I was looking for a straightforward answer to the question and most proofs and theorems I saw got too abstract or ended up using rational canonical forms or Jordan blocks and all. But can we not prove the statement:
The minimal and characteristic polynomial of a matrix coincide iff the set $\{I,A,A^2,...,A^{n-1}\}$ are linearly independent.
using just Caylely-Hamilton?
Here is an attempt:
Let $A : \mathbb{R}^n \to \mathbb{R}^n$ be a linear operator and let $p(A) = \sum \limits_{i=0}^{n} c_i A^i$ be its characteristic polynomial. By Cayley-Hamilton we know $p(A) =0$. Assume the set $\{I, A^2, A^3, \dots ,A^{n-1}\}$ is linearly dependent. Then by definition $\sum \limits_{i=0}^{n-1} \alpha_i A^i =0$ where not all $\alpha_i $ are zero. Without loss of generality re-write the expression as $A^k = \sum \limits_{i=0}^{k-1} \beta _i A^i$ where $k < n$ is the highest power of $A$ with a nonzero $\alpha_i$. Then every term in $p(A) =0$ of order $j\geqslant k$ can be replaced with a polynomial of order $j-1$ since $${{A}^{k+1}}=A{{A}^{k}}=A\sum\limits_{i=0}^{k-1}{{{\beta }_{i}}{{A}^{i}}}=\sum\limits_{i=0}^{k-1}{{{\beta }_{i}}{{A}^{i+1}}=\sum\limits_{i=1}^{k}{{{\beta }_{i-1}}{{A}^{i}}}}$$ In particular it applies to the highest order term. Therefore there exists $q(A) = 0$ such that $\deg (q) < \deg(p) $ and therefore $p(A)$ cannot be the minimal polynomial.

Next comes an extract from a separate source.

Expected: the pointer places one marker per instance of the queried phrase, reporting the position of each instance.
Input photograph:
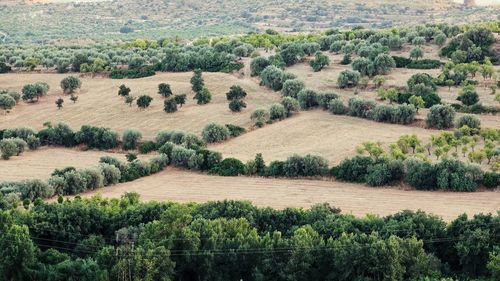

That completes one direction. We showed not linearly independent implies not the same polynomial.
In the other direction, assume that $p(A)\ne q(A)$. Then necessarily, $\deg (q) < n = \deg (p)$. Then by the definition of the minimal polynomial $q\left( A \right) = \sum\limits_{j = 0}^k {{c_j}} {A^k} = 0$ for some $k<n$. But this means that there exists a non-trivial linear combination of $A,..,A^k$ that sums to zero and therefore $\{I,A,A^2,...,A^{n-1}\}$ cannot be linearly independent.
Is the proof correct? My second direction felt like I just re-wrote the first?